Search code examples
apache-kafkahdfsapache-flinkapache-kafka-connect

Is there a way to limit the size of avro files when writing from kafka via hdfs connector?


Currently we used the Flink FsStateBackend checkpointing and set fileStateSizeThreshold to limit the size of data written to avro/json files on HDFS to 128MB. Also closing files after a certain delay in checkpoint actions.

Since we are not using advanced Flink features in in a new project we want to use Kafka Streaming with the Kafka Connect HDFS Connector to write messages directly to hdfs (without spinning up Flink)

However I cannot find if there are options to limit the filesize of the hdfs files from the kafka connector, except maybe flush.size which seem to limit the # of records.

If there are no settings on the connector, how do people manage the filesizes from streaming data on hdfs in another way?


Solution

  • There is no file size option, only time based rotation and flush size. You can set a large flush size, which you never think you'll reach, then a time based rotation will do a best-effort partitioning of large files into date partitions (we've been able to get 4GB output files per topic partition within an hour directory from Connect)

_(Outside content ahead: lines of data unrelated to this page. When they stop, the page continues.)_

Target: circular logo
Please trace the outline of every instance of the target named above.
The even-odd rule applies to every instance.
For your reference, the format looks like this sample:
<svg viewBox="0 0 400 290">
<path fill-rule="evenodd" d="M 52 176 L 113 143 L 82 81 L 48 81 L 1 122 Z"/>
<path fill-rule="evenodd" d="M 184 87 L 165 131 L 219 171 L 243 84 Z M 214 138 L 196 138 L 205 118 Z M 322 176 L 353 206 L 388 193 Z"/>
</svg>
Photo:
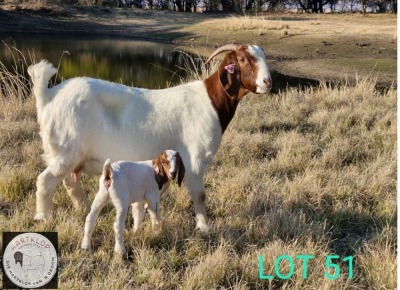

    Personally, I suggest additional tools such as Hive, Pig, DistCp, Flink/Spark, depending on what's available, and not all at once, running in an Oozie job to "compact" these streaming files into larger files.

    See my comment here


    Before Connect, there was Camus, which is now Apache Gobblin. Within that project, it offers the ideas of compaction and late event processing + Hive table creation


    The general answer here is that you have a designated "hot landing zone" for streaming data, then you periodically archive it or "freeze" it (which brings out technology names like Amazon Glacier/Snowball & Snowplow)